November/​December 2019 • Policy Report Vol. 41 No. 6

Cato’s annual Constitution Day symposium marks the day in 1787 that the Constitutional Convention finished drafting the U.S. Constitution. Cato celebrates that event every year with the release of the new issue of the Cato Supreme Court Review and a day long symposium featuring noted scholars discussing the recently concluded Supreme Court term and the important cases coming up.

This year’s Constitution Day symposium featured panels on several of the courts most important cases, with participants discussing their contributions to this year’s Review. Anthony J. Colangelo, professor of law at Southern Methodist University Dedman School of Law, discussed the complicated contours of the double‐​jeopardy clause and the so‐​called “dual sovereignty” doctrine in Gamble v. United States. Cato has long urged the court — unsuccessfully, in this case — to overturn the dual sovereignty doctrine, which allows for the federal and state governments to prosecute conduct for which a person was already acquitted under the other jurisdictions laws.

Paul J. Larkin Jr. of the Heritage Foundation offered his take on Auer deference (so called for the 1997 case Auer v. Robbins), the doctrine that courts should defer to an agency’s interpretations of its own regulations. In the 2019 case Kisor v. Wilkie the court did not overturn Auer, but it did impose new restrictions on its scope. This will provide important leverage to plaintiffs who challenge arbitrary and unjust actions by regulatory agencies.

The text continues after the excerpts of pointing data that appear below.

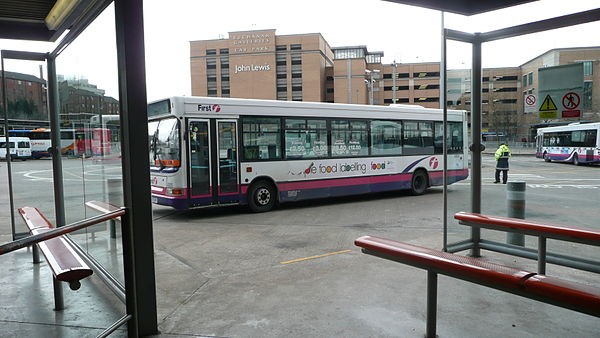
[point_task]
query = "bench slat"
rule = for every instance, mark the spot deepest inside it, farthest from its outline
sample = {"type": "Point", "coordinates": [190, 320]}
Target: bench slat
{"type": "Point", "coordinates": [575, 296]}
{"type": "Point", "coordinates": [444, 262]}
{"type": "Point", "coordinates": [66, 265]}
{"type": "Point", "coordinates": [589, 236]}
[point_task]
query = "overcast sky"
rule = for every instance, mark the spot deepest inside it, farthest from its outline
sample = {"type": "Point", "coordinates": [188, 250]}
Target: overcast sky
{"type": "Point", "coordinates": [403, 33]}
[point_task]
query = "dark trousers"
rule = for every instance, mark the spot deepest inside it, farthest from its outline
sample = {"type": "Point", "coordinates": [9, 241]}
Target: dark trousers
{"type": "Point", "coordinates": [504, 175]}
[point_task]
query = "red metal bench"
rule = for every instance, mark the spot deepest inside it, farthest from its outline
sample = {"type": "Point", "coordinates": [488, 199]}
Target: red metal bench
{"type": "Point", "coordinates": [66, 265]}
{"type": "Point", "coordinates": [527, 227]}
{"type": "Point", "coordinates": [541, 230]}
{"type": "Point", "coordinates": [574, 296]}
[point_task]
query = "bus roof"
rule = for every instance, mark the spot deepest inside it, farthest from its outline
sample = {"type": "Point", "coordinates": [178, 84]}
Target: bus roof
{"type": "Point", "coordinates": [240, 107]}
{"type": "Point", "coordinates": [15, 139]}
{"type": "Point", "coordinates": [571, 126]}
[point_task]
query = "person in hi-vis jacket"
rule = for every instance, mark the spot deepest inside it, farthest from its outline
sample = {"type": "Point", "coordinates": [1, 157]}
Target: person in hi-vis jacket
{"type": "Point", "coordinates": [502, 155]}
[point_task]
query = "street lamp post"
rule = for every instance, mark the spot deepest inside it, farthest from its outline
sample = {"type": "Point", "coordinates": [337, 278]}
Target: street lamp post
{"type": "Point", "coordinates": [394, 68]}
{"type": "Point", "coordinates": [370, 82]}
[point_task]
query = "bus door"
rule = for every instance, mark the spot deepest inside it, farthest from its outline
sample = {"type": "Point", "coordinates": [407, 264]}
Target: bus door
{"type": "Point", "coordinates": [199, 163]}
{"type": "Point", "coordinates": [213, 162]}
{"type": "Point", "coordinates": [226, 162]}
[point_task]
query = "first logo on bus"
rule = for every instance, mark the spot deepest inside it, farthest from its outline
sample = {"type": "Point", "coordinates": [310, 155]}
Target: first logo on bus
{"type": "Point", "coordinates": [206, 107]}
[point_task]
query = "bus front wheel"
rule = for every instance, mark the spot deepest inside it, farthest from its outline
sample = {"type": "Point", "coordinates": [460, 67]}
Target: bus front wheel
{"type": "Point", "coordinates": [419, 182]}
{"type": "Point", "coordinates": [261, 196]}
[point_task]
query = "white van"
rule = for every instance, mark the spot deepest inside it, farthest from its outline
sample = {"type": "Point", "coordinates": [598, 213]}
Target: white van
{"type": "Point", "coordinates": [20, 148]}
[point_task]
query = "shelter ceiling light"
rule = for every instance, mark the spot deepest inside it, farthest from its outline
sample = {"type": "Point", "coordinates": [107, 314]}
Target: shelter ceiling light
{"type": "Point", "coordinates": [60, 11]}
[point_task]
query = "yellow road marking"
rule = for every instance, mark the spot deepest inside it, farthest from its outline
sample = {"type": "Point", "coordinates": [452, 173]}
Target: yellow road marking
{"type": "Point", "coordinates": [313, 257]}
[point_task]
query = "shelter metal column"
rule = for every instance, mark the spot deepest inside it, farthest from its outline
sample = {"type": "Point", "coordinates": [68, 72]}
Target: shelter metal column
{"type": "Point", "coordinates": [476, 141]}
{"type": "Point", "coordinates": [138, 243]}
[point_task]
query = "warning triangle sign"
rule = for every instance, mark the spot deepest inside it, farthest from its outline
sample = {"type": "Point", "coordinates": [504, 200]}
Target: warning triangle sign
{"type": "Point", "coordinates": [548, 104]}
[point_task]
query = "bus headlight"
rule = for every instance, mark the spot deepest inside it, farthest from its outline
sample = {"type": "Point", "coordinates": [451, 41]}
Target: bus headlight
{"type": "Point", "coordinates": [175, 191]}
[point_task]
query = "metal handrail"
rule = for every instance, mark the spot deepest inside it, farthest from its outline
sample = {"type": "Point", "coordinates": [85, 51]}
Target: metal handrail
{"type": "Point", "coordinates": [34, 239]}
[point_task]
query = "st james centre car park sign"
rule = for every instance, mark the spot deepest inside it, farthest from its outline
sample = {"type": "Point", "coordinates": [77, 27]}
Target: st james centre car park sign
{"type": "Point", "coordinates": [561, 91]}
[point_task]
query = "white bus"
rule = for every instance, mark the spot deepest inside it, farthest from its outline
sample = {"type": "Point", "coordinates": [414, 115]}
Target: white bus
{"type": "Point", "coordinates": [221, 151]}
{"type": "Point", "coordinates": [576, 143]}
{"type": "Point", "coordinates": [20, 147]}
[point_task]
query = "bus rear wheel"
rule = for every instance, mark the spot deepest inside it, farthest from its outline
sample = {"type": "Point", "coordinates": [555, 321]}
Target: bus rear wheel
{"type": "Point", "coordinates": [546, 157]}
{"type": "Point", "coordinates": [261, 196]}
{"type": "Point", "coordinates": [419, 182]}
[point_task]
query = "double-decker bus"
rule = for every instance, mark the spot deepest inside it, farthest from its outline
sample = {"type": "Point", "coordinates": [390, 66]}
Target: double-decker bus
{"type": "Point", "coordinates": [221, 151]}
{"type": "Point", "coordinates": [82, 141]}
{"type": "Point", "coordinates": [576, 143]}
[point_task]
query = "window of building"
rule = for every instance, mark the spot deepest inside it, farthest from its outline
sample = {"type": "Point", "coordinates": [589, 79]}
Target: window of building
{"type": "Point", "coordinates": [211, 63]}
{"type": "Point", "coordinates": [417, 138]}
{"type": "Point", "coordinates": [427, 86]}
{"type": "Point", "coordinates": [305, 138]}
{"type": "Point", "coordinates": [349, 138]}
{"type": "Point", "coordinates": [587, 94]}
{"type": "Point", "coordinates": [506, 101]}
{"type": "Point", "coordinates": [373, 58]}
{"type": "Point", "coordinates": [587, 68]}
{"type": "Point", "coordinates": [386, 137]}
{"type": "Point", "coordinates": [506, 77]}
{"type": "Point", "coordinates": [261, 138]}
{"type": "Point", "coordinates": [505, 89]}
{"type": "Point", "coordinates": [349, 53]}
{"type": "Point", "coordinates": [427, 99]}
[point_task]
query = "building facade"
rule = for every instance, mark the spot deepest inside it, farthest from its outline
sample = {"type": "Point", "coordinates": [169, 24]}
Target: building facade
{"type": "Point", "coordinates": [303, 67]}
{"type": "Point", "coordinates": [27, 98]}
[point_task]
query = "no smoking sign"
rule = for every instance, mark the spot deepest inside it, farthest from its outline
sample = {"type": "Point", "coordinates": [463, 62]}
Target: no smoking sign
{"type": "Point", "coordinates": [571, 101]}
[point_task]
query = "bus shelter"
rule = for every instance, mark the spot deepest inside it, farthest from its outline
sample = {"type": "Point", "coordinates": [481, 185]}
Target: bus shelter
{"type": "Point", "coordinates": [69, 23]}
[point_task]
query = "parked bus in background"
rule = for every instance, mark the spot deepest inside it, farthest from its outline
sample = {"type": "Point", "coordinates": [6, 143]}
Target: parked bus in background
{"type": "Point", "coordinates": [20, 148]}
{"type": "Point", "coordinates": [221, 151]}
{"type": "Point", "coordinates": [576, 143]}
{"type": "Point", "coordinates": [40, 140]}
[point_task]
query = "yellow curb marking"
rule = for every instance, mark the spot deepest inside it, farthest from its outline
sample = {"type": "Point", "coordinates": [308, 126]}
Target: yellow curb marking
{"type": "Point", "coordinates": [313, 257]}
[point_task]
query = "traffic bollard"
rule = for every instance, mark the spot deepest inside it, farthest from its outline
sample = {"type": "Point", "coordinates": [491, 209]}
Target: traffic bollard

Other cases discussed include Tennessee Wine and Spirits Retailers Association v. Thomas, in which the court, by a 7–2 vote, struck down Tennessee’s protectionist discrimination against out‐​of‐​state residents in the liquor business; Timbs v. Indiana, in which the court held that the excessive fines clause of the Eighth Amendment restricts states’ use of civil asset forfeiture; and The American Legion v. American Humanist Association, in which the court ruled that a century‐​old World War I memorial cross did not violate the establishment clause of the First Amendment. In all three of these cases, the Supreme Court sided with the result urged by the Cato Institute in its amicus briefs.

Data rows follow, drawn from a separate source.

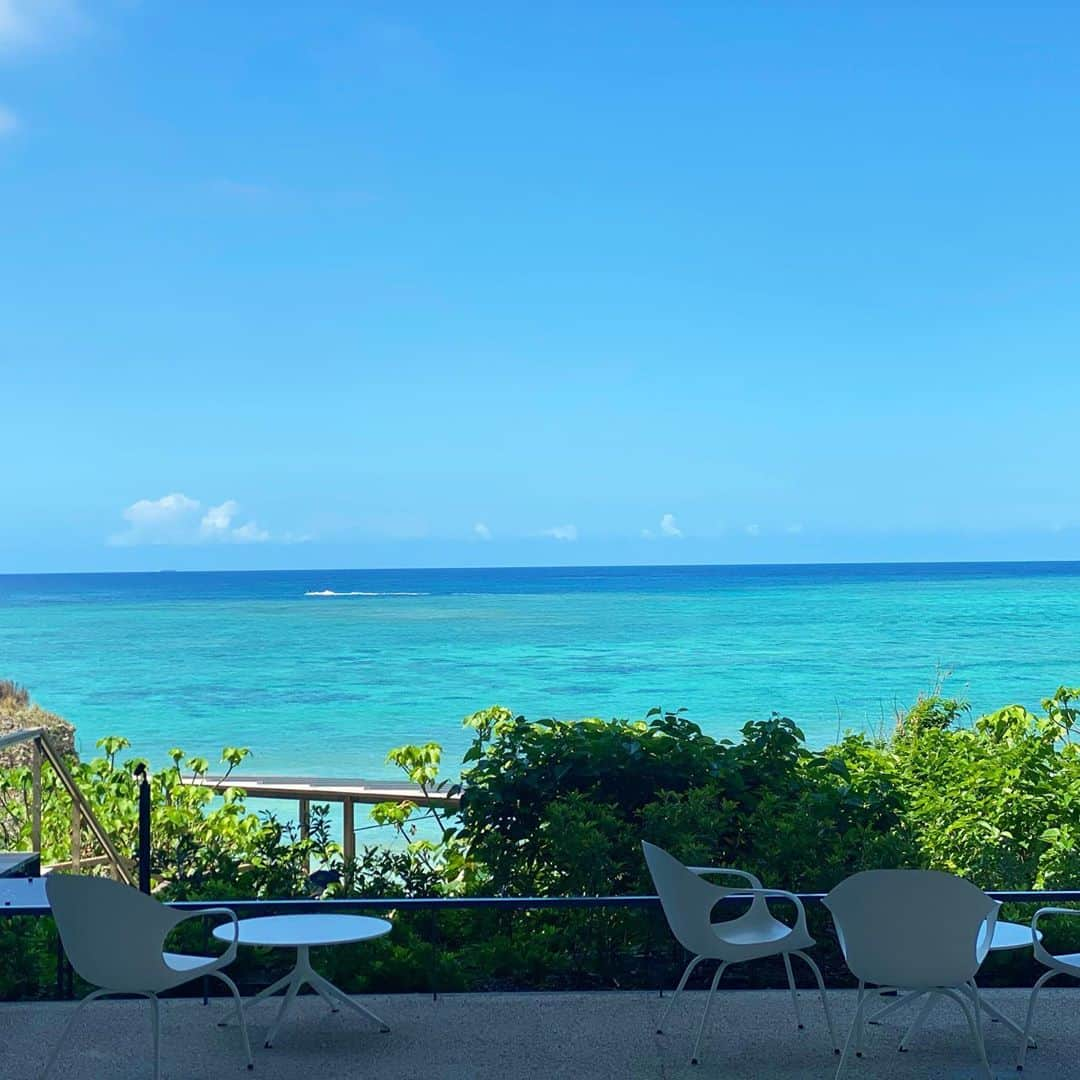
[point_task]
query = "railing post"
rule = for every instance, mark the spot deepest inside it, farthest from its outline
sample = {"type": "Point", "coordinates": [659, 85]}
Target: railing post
{"type": "Point", "coordinates": [144, 827]}
{"type": "Point", "coordinates": [36, 795]}
{"type": "Point", "coordinates": [76, 836]}
{"type": "Point", "coordinates": [349, 827]}
{"type": "Point", "coordinates": [306, 829]}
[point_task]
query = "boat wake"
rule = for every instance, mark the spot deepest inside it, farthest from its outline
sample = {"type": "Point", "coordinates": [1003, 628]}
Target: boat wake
{"type": "Point", "coordinates": [331, 592]}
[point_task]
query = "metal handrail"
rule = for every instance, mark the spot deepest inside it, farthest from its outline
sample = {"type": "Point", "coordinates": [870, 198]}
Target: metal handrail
{"type": "Point", "coordinates": [81, 810]}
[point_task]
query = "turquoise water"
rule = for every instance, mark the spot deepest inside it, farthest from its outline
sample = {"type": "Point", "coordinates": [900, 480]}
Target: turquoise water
{"type": "Point", "coordinates": [326, 684]}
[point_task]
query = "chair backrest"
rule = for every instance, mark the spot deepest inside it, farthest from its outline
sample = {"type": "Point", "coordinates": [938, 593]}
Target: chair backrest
{"type": "Point", "coordinates": [111, 933]}
{"type": "Point", "coordinates": [912, 929]}
{"type": "Point", "coordinates": [688, 902]}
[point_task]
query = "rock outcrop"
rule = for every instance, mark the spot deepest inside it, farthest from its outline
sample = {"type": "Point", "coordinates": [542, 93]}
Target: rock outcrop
{"type": "Point", "coordinates": [17, 713]}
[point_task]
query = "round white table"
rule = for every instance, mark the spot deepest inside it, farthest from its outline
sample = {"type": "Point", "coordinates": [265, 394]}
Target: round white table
{"type": "Point", "coordinates": [304, 932]}
{"type": "Point", "coordinates": [1007, 935]}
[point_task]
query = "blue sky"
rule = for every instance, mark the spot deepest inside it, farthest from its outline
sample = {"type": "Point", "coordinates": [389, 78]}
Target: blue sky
{"type": "Point", "coordinates": [458, 284]}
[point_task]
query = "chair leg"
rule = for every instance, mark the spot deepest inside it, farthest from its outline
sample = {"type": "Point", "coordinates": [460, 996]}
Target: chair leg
{"type": "Point", "coordinates": [867, 997]}
{"type": "Point", "coordinates": [156, 1014]}
{"type": "Point", "coordinates": [824, 997]}
{"type": "Point", "coordinates": [704, 1015]}
{"type": "Point", "coordinates": [855, 1025]}
{"type": "Point", "coordinates": [1030, 1015]}
{"type": "Point", "coordinates": [67, 1030]}
{"type": "Point", "coordinates": [221, 976]}
{"type": "Point", "coordinates": [678, 989]}
{"type": "Point", "coordinates": [795, 997]}
{"type": "Point", "coordinates": [917, 1024]}
{"type": "Point", "coordinates": [973, 1026]}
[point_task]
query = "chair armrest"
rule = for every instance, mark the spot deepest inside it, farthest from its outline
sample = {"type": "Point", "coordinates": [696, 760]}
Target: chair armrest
{"type": "Point", "coordinates": [800, 922]}
{"type": "Point", "coordinates": [745, 875]}
{"type": "Point", "coordinates": [230, 953]}
{"type": "Point", "coordinates": [1041, 953]}
{"type": "Point", "coordinates": [1052, 910]}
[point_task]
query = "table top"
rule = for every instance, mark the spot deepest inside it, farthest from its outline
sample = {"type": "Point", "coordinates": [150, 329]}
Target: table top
{"type": "Point", "coordinates": [1012, 935]}
{"type": "Point", "coordinates": [23, 895]}
{"type": "Point", "coordinates": [297, 930]}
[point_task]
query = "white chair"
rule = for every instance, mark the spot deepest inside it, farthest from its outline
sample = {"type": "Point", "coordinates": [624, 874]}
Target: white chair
{"type": "Point", "coordinates": [115, 935]}
{"type": "Point", "coordinates": [922, 931]}
{"type": "Point", "coordinates": [688, 903]}
{"type": "Point", "coordinates": [1067, 963]}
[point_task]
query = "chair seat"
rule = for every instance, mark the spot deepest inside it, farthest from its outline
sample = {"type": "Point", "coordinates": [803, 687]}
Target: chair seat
{"type": "Point", "coordinates": [755, 931]}
{"type": "Point", "coordinates": [180, 961]}
{"type": "Point", "coordinates": [1069, 960]}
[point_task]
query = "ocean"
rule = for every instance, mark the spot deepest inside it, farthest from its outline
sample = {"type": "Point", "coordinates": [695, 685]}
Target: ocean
{"type": "Point", "coordinates": [321, 672]}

This year’s Constitution Day also marked a milestone for the Cato Supreme Court Review, which is now under a new editor in chief. After editing 11 volumes, Ilya Shapiro has taken over as the new director of Cato’s Robert A. Levy Center for Constitutional Studies and has passed editorship of the Review to Trevor Burrus. Roger Pilon, who founded both the Center and the Review, remains director emeritus and holds the B. Kenneth Simon Chair in Constitutional Studies.

Every year’s Constitution Day symposium concludes with the B. Kenneth Simon Lecture. The 2019 lecture was delivered by Judge Thomas Hardiman of the U.S. Court of Appeals for the Third Circuit. Hardiman, who is reputed to be a shortlist candidate for the Supreme Court, spoke about the history and importance of judicial independence, including how the English experience shaped the decisions of the Framers at the Constitutional Convention. This legacy is alive and well on the Roberts court according to Hardiman, and it plays a key role in the jurisprudence of Chief Justice John Roberts.